Even after a win Tuesday night the New York Yankees are hanging just around .500 with a 34-32 record positioning them fourth in the American League East behind the Tampa Bay Rays, Boston Red Sox, and Toronto Blue Jays, 10 games behind the division leader.
Only halfway through June, the Yankees have been riddled with injury, struggling with fielding and base running, and unable to hit into anything other than a double play. Simply put the 2021 Yankees just aren’t it.
Despite so much frustration for fans, the worst part of it all is the organization doesn’t seem to have any answers for the plethora of problems that continue to arise for the team.
Off with his head
Fans across Twitter are calling for manager Aaron Boone’s head, looking for the organization to fire the first Yankee manager mid-season in over three decades. The sentiment is understandable, fans are angry and looking for someone to blame but the reality is Boone is simply a puppet, quietly doing what he’s told and working with whatever general manager Brian Cashman drops in his lap. Boone might be the face of the problem but Cashman is the architect of the problem.
In 1998 Cashman became the Yankees senior Vice President and general manager signing a one-year $300,000 contract. That year the team took home a World Series trophy solidifying Cashman’s new position with the team. Cashman certainly had an impressive run with the Yankees winning four World Series titles six AL Pennants and bringing in big names like A-Rod and Roger Clemens. Despite the early successes, Cashman slowly lost his magic touch leading the Yankees through seven years of not-so-great baseball from 2010 to 2016. Things seemed to turn around with the introduction of Boone and the Baby Boomers but still, nothing came to fruition.
Two big problems
Now here we are June 2021 barely above .500 with no center fielder and a broken rotation and Cashman is the man to blame. Cashman has been building unsuccessful teams for over a decade even with a change in management halfway through. Cashman has two main problems with his team construction that keep coming back to haunt the organization, a consistent failure to create a solid rotation and his instance on a home run or bust offense.
I’m not going to go year by year talking about Cashman’s rotation failures because that would take all day but to put it simply Gerrit Cole was Cashman’s first ace since CC Sabathia during the 2009 offseason. You can argue Masahiro Tanaka but you’re wrong. Just use 2021 as an example. Rather than looking to sign a number two behind Cole, exactly what everyone knew we needed after the 2020 season Cashman decided instead to take a chance on Corey Kluber whose slightly passed his prime and Jameson Taillon who hadn’t pitched in over a season despite having names like Snell and Bauer floating in free agency. There is a time to take a gamble but a decade after your last World Series win just isn’t it.

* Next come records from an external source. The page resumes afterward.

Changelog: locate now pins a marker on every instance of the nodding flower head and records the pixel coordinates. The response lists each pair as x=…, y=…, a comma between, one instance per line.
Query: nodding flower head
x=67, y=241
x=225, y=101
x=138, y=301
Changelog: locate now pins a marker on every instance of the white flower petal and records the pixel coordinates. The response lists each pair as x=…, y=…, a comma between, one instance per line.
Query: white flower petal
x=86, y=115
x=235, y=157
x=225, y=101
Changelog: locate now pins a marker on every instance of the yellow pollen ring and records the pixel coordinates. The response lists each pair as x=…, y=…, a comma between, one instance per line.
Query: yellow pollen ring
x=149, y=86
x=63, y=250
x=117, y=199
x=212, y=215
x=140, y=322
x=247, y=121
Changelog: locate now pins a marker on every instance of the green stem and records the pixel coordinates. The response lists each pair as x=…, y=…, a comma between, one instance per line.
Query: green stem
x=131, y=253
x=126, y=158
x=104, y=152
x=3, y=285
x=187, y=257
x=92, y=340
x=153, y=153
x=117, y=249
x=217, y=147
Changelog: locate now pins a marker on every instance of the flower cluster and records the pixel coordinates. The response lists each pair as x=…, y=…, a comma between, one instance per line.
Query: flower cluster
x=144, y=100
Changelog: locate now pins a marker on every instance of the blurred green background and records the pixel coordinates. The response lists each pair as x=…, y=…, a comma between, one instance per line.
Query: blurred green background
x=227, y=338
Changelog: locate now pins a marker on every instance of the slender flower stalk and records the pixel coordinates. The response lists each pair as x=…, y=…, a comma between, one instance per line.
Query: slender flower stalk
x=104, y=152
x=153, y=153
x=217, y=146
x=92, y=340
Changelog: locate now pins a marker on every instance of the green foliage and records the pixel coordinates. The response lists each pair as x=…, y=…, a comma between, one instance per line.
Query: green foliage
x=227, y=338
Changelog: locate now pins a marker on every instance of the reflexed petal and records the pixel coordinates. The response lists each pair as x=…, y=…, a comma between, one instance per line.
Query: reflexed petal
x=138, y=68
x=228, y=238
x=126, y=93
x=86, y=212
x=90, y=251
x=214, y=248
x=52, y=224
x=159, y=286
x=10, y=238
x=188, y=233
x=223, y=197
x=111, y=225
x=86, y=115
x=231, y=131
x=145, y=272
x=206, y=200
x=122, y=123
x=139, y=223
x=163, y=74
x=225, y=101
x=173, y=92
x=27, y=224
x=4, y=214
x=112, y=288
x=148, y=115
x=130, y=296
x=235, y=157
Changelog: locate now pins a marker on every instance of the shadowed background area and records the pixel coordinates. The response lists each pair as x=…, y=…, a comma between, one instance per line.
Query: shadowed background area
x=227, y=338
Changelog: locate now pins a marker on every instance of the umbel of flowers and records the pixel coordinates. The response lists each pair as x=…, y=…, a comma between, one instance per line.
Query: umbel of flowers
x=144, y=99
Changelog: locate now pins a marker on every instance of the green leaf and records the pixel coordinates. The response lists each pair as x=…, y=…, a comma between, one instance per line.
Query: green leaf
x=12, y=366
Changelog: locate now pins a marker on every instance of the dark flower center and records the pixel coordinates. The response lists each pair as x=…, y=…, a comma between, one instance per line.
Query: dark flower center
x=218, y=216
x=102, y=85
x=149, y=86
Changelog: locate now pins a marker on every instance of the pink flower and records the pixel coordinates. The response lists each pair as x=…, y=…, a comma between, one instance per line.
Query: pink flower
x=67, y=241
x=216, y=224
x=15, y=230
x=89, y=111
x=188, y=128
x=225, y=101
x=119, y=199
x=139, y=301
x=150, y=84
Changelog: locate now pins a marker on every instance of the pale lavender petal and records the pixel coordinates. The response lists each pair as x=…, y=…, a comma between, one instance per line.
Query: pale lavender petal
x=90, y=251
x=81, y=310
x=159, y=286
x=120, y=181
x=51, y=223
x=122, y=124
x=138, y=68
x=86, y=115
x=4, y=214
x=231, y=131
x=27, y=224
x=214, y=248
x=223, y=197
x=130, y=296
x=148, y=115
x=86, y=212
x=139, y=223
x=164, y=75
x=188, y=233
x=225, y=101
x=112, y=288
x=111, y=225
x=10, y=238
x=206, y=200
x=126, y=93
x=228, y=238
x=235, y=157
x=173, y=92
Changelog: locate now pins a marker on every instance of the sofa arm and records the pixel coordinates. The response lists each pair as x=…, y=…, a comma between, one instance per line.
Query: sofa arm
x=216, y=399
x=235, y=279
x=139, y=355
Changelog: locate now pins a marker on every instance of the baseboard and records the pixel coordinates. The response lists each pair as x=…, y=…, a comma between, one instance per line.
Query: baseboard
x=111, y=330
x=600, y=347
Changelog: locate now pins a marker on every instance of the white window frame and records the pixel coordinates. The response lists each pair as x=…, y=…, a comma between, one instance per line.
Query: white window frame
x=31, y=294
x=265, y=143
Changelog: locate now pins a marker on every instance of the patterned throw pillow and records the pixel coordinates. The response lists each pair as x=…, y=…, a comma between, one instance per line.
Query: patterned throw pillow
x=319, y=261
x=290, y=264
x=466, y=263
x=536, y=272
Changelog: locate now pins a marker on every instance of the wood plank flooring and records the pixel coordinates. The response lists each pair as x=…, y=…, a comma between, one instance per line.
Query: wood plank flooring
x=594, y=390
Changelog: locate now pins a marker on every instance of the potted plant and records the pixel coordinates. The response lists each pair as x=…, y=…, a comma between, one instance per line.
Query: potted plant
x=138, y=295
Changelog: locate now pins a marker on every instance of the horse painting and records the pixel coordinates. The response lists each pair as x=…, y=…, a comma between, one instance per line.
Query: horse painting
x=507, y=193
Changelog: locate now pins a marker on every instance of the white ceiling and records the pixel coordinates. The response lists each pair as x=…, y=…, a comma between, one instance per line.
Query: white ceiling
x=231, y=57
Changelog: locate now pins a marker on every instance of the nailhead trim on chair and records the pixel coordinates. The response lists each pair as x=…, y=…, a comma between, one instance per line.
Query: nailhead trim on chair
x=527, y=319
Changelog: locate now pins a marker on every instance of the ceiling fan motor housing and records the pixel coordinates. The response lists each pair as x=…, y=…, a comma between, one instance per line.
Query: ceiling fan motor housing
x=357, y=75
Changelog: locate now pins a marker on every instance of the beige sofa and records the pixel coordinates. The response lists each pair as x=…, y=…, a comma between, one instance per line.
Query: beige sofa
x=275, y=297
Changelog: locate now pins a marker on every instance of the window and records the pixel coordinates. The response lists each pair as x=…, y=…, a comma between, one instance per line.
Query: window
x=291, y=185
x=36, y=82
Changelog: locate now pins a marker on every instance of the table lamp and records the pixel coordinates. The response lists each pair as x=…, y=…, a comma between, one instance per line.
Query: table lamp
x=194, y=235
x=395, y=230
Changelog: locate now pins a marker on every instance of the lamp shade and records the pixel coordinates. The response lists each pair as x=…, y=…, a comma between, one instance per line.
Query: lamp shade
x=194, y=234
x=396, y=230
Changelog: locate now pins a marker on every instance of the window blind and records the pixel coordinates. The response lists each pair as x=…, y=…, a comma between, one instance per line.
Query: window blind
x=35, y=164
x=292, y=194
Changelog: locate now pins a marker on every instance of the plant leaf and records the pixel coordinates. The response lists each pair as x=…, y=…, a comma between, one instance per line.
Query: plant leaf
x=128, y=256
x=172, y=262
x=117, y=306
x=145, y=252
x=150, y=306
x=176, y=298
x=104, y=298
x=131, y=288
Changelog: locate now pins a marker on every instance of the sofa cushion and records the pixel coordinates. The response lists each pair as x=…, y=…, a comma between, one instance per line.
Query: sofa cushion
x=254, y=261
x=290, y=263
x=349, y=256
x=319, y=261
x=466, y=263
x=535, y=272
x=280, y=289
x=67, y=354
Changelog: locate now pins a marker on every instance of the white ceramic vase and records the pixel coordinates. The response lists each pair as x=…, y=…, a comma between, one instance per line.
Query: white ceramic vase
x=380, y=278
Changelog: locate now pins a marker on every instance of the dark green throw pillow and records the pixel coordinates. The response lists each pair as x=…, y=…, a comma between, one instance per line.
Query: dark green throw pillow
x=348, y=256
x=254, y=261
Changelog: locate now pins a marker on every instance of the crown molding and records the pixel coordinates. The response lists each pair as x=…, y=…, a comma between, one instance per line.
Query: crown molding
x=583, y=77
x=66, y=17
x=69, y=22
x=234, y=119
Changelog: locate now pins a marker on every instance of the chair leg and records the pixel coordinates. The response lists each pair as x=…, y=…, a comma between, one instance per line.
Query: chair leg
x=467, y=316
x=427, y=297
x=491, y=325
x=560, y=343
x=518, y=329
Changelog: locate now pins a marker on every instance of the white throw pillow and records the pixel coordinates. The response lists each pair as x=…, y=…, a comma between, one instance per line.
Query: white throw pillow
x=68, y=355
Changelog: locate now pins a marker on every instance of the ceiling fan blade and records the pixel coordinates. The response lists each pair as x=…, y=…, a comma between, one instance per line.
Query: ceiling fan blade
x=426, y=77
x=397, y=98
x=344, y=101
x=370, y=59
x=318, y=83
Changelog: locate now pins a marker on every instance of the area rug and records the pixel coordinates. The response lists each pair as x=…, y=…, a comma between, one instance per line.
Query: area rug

You can blame Boone all you want for the serious lack of offense this season but he’s just playing the cards he’s been dealt. Cashman has taken the baby bomber mentality to a whole new extreme creating a lineup whose main goal is to send the ball 400 feet. Don’t get me wrong, a good home run is always fun to watch but winning games is even more fun and when the Yankees can’t send the ball into the stands they just can’t win. It seems the Yankees just have too much unsuccessful power. The home run or bust mentality alone isn’t working, if it was we’d have something to show for it by now.
Learn from those around you
As the Stanley Cup playoffs wind down it’s hard for me to think about anything but hockey. The New York Islanders are a perfect example of how to take a team and turn it around. For years the Islanders were unable to make anything happen consistently missing the playoffs despite some high-level talent. If you haven’t noticed by now the Islanders certainly aren’t that team anymore and there is one big difference between semi-final Islanders and can’t win a game Islanders and that difference is management. Ownership cleaned house bringing in a new general manager and head coach with a new vision for the team. It’s time for the Yankees to learn from one of New York’s hottest teams and create a start fresh. Boone might not be the main problem but he isn’t part of the solution either. It’s time to clean house.